Die ersten Wochen im laufenden Geschäftsjahr sind nach Angaben von Lehner erfreulich verlaufen. Gäste aus Asien und Nordamerika bereisen die Schweiz und gehören nach den Schweizer Gästen zu den wichtigsten Gästesegmenten. Die Excellence Class, das Luxusprodukt des Glacier Express, weise schon heute auf Monate hinaus Buchungsstände von 90% aus. Und dies bei Preisen um die 500 CHF je Ticket.

Fazit

Nach zwei dürren Jahren hat es die BVZ-Gruppe schneller als erwartet geschafft, frühere Rekordmarken zu egalisieren. Überraschend ist dies besonders, da die Corona-Massnahmen erst im März 2022 vollständig aufgehoben wurden. Neben dem enormen Nachholbedarf der Reisenden aus den Nah- und Fernmärkten hat auch das nach wie vor straffe Kostenmanagement, das dem Unternehmen durch die Pandemie geholfen hat, zu dem Rekordgewinn beigetragen.

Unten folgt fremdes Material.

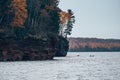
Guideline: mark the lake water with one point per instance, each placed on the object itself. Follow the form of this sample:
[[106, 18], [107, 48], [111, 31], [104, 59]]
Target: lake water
[[76, 66]]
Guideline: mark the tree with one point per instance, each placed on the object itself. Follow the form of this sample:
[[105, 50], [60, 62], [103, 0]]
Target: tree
[[70, 23], [18, 8], [67, 21]]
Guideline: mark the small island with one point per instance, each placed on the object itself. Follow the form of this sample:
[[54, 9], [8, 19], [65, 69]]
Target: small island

Klug war im Nachhinein auch der Entscheid, Investitionen nicht aufzuschieben oder gar zu sistieren. Gerade bei dem neuen Rollmaterial dürfte die Gesellschaft von der Energieeffizienz profitieren; ebenso hätten Preissteigerungen aufgrund der Inflation bei einer aufgeschobenen Bestellung die Investitionen mit Sicherheit verteuert.

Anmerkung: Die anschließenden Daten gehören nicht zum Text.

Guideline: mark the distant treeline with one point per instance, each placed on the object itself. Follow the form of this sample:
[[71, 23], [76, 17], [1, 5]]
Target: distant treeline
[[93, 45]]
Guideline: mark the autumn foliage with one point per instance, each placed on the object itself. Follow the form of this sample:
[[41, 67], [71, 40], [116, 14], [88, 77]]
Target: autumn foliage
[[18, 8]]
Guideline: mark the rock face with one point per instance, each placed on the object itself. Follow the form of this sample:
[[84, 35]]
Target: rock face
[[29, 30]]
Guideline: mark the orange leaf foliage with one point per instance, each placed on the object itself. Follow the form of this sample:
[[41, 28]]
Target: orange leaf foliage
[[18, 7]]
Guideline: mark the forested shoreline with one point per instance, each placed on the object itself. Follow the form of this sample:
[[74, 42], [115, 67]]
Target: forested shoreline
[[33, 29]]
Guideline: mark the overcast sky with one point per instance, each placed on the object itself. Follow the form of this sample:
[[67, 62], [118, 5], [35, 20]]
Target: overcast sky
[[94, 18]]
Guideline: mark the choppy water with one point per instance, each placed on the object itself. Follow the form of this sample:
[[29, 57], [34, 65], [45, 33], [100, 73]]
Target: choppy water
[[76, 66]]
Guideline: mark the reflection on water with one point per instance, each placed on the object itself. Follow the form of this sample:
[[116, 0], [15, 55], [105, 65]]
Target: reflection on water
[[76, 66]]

Die Aussichten für das laufenden Geschäftsjahr sind positiv. Jedoch dürften Kostensteigerungen sowie höhere Abschreibungen die Erfolgsrechnung belasten. Für 2023 werden sich die Strompreise bei der GGB nach Angaben der Gesellschaft nicht erhöhen, für 2024 und 2025 wurden allerdings Verträge abgeschlossen, die eine Verdoppelung des Preises beinhalten. Da die Reistätigkeit bedingt durch die Öffnung des chinesischen Marktes weiter zunimmt und die BVZ-Gruppe das Ziel von 11 Monaten Hochsaison verfolgt, dürfte der Gewinn 2023 – exogene Schocks ausgenommen – mindestens auf dem Niveau von 2022 zu liegen kommen. Auch die Immobiliensparte wird dabei aufgrund der Neuvermietung eines sanierten Objekts in Zermatt den Ergebnisbeitrag positiv beeinflussen.

Auch wieder zurück auf der Erfolgsspur: der Kurs der BVZ-Aktie. Chart: www.six-group.com

Seit Jahresbeginn hat der Aktienkurs der an der SIX kotierten BVZ-Aktie wieder angezogen und notiert derzeit bei 850 CHF. Gemessen am 2022er Gewinn von 105 CHF je Aktie (exkl. Minderheiten) beträgt das Kurs-/Gewinn-Verhältnis tiefe 8,1. Mit 1,7% ist die Dividendenrendite zwar nicht gerade üppig. Aber angesichts des Buchwertes von 971 CHF je Aktie (exkl. Minderheiten) per Ende 2022 scheint die Aktie auch auf dem aktuellen Kursniveau nicht zu hoch bewertet. Sofern die gute Geschäftsentwicklung anhält, dürfte sich der Kurs wieder dem Buchwert annähern.